In Aim 1, I will address the challenge of variable selection by developing a suite of regularized estimators for se- lecting important covariates from large datasets into a semi-competing risks model, and evaluating performance by simulation.
In Aim 2, I will create a deep feed forward neural network modeling framework for predicting individual patients' joint probabilities of experiencing one or both outcomes of interest across future time points. Together, these aims will improve personalization of health care decisions. Software will be developed that provides researchers practical and user-friendly tools for applying these methods.

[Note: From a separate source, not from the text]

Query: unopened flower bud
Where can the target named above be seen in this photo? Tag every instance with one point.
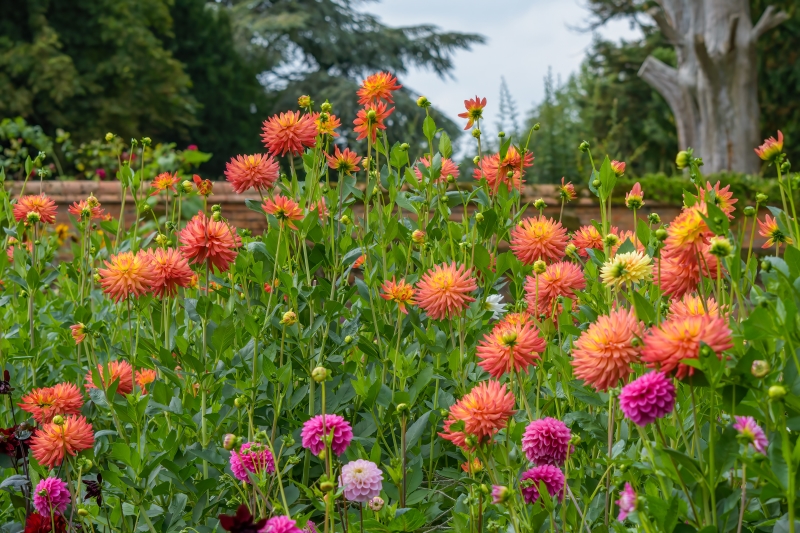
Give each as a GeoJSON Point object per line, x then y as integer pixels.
{"type": "Point", "coordinates": [759, 368]}
{"type": "Point", "coordinates": [319, 374]}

In Aim 3, I will apply these approaches for semi-competing risks to evaluate risk of PE, which is globally a leading cause of maternal and fetal/neonatal mortality and morbidity. Using EHR pregnancy data from 50,000 births between 2011-2020, I will use the proposed variable selection methods to develop a model identifying risk factors for PE along with factors affecting time-to-delivery among PE patients. Through this work, I will also build a deep learning model in order to jointly predict maternal PE and NICU admission of the infant, yielding personalized prediction plots to facilitate care decisions that balance maternal and fetal health risks. For ease of use by clinicians and patients, I will disseminate this prediction model using an interactive online tool.
Using personalized risk prediction to help clinicians and patients make health care decisions is a vital and rapidly growing way to improve outcomes and quality of care. However, in the common survival analysis setting known as semi-competing risks where both a non-terminal event and a terminal event are of interest, there lack adequate methods for modeling patients' joint risks using high-dimensional data sources such as electronic health records. The focus of this proposal is the development of statistical and machine-learning methods for this setting to predict individual patients' prospective joint risk over time of experiencing one or both outcomes of interest, and apply them to risk strati?cation and individualized prediction of outcomes for preeclampsia in pregnant women.